Il en va, en toute hypothèse, comme si c’était le cas. Cette confusion est grave parce qu’elle tend indûment à sacraliser non seulement le Droit musulman (contre, on le verra, l’avis des plus grands légistes de l’islam) mais plus encore sa seule version rigoriste (historiquement largement minoritaire dans les sociétés musulmanes). Plus aucun débat n’est alors possible et celui qui, légitimement, se risque à parler autrement de la matière du Droit musulman n’a pas voix au chapitre et se voit parfois, dans le pire des cas, persécuté alors qu’en principe, on le verra, aucune violence, ni verbale ni a fortiori physique, ne devrait avoir ici de place.

Éclaircir le sens de quatre notions fondamentales de l’appareil conceptuel de l’ordre légal musulman – sharî’a, fiqh, ijtihâd et usûl al-fiqh – constituera notre point de départ. Quelques rappels donc en forme de définitions.

Sharî‘a, shir‘a, shar‘

Sharî’a, shir’a et shar’ sont trois synonymes construits sur la racine sh-r-’ ; elle se rencontre cinq fois dans le Coran : une occurrence de sharî’a : Cor. 45:18 [mecquois] ; une occurrence de shir’a associé à minhâj : Cor. 5:48 [médinois] ; deux occurrences du verbe shara’a avec pour complément le mot dîn  : Cor. 42:13 et 21 [mecquois] et une occurrence de shurra’ : Cor. 7:163.

Les deux premiers versets mentionnés se ressemblent et se complètent.

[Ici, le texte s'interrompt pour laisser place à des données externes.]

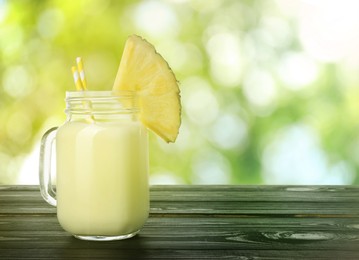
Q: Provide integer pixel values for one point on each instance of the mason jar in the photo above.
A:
(101, 190)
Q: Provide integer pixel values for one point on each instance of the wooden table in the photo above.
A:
(198, 222)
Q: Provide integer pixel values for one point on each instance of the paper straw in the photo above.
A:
(76, 77)
(81, 71)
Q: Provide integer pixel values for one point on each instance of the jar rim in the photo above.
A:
(100, 93)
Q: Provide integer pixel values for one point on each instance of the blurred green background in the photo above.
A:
(270, 89)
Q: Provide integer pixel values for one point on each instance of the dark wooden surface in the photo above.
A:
(198, 222)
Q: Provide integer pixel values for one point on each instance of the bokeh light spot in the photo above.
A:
(224, 52)
(156, 18)
(259, 88)
(229, 131)
(297, 71)
(199, 101)
(50, 23)
(17, 81)
(210, 167)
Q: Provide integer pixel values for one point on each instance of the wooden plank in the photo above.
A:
(198, 222)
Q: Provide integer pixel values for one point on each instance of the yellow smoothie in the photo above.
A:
(102, 180)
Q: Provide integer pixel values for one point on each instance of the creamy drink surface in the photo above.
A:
(102, 180)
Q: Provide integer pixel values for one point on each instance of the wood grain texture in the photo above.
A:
(198, 222)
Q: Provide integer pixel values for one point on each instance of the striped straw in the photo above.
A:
(76, 77)
(81, 71)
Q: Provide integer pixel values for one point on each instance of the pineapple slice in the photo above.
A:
(143, 70)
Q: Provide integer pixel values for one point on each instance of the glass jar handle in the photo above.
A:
(46, 188)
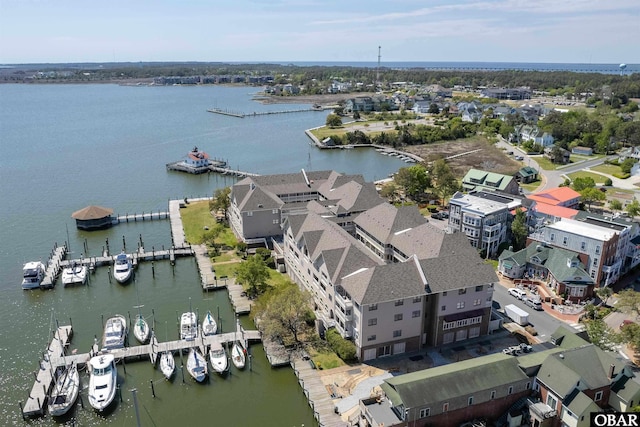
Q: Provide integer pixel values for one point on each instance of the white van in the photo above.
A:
(518, 293)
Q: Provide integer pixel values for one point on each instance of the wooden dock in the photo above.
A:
(53, 266)
(316, 393)
(44, 378)
(55, 357)
(241, 115)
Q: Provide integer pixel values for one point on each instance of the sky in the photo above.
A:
(548, 31)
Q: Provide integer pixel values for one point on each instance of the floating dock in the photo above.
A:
(55, 357)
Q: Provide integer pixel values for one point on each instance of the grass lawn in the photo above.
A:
(599, 179)
(194, 218)
(325, 359)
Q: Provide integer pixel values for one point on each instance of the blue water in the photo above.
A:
(63, 147)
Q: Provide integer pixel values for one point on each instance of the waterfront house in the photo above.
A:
(477, 179)
(484, 217)
(93, 218)
(554, 386)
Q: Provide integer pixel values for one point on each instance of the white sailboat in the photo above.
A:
(167, 364)
(218, 358)
(238, 355)
(197, 365)
(65, 392)
(103, 381)
(209, 325)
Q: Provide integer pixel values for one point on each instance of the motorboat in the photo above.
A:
(196, 365)
(238, 355)
(141, 329)
(75, 274)
(32, 275)
(115, 332)
(122, 268)
(65, 391)
(218, 358)
(209, 325)
(167, 364)
(103, 380)
(188, 326)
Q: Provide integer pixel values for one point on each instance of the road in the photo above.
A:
(543, 322)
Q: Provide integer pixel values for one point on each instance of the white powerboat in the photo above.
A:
(32, 275)
(238, 355)
(196, 365)
(188, 326)
(122, 268)
(103, 380)
(209, 325)
(218, 358)
(141, 329)
(167, 364)
(65, 391)
(75, 274)
(115, 332)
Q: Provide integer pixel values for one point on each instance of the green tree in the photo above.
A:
(253, 274)
(633, 208)
(582, 182)
(615, 205)
(443, 180)
(414, 180)
(590, 195)
(601, 335)
(629, 301)
(333, 121)
(519, 229)
(286, 313)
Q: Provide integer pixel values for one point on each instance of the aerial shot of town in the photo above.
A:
(303, 214)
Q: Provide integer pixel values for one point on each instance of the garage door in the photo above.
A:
(370, 354)
(398, 348)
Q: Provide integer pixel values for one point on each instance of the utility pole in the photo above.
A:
(378, 69)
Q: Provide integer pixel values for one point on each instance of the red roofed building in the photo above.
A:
(561, 196)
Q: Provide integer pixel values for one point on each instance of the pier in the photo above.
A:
(55, 357)
(53, 266)
(241, 115)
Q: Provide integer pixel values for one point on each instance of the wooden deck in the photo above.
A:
(316, 393)
(44, 379)
(53, 266)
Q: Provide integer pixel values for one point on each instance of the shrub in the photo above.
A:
(345, 349)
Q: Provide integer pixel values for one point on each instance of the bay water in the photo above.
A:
(64, 147)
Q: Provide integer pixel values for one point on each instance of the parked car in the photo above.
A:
(518, 293)
(534, 303)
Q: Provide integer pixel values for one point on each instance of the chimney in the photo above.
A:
(611, 371)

Dans les deux cas, c’est Dieu qui a « mis » (ja’ala) (dans le premier cas, Muhammad, et, dans le deuxième, toute une communauté) sur la sharî’a/shir’a, c’est-à-dire sur, littéralement, une « voie », un « chemin » (en arabe contemporain, on sait qu’« avenue » se dit shâri’ alors que dans la littérature religieuse, al-shâri’ désigne « le traceur de la voie », c’est-à-dire le « Législateur », soit Dieu). Pour traduire sharî’a/shir’a, la plupart des traducteurs francophones du Coran ont opté pour le mot « voie ».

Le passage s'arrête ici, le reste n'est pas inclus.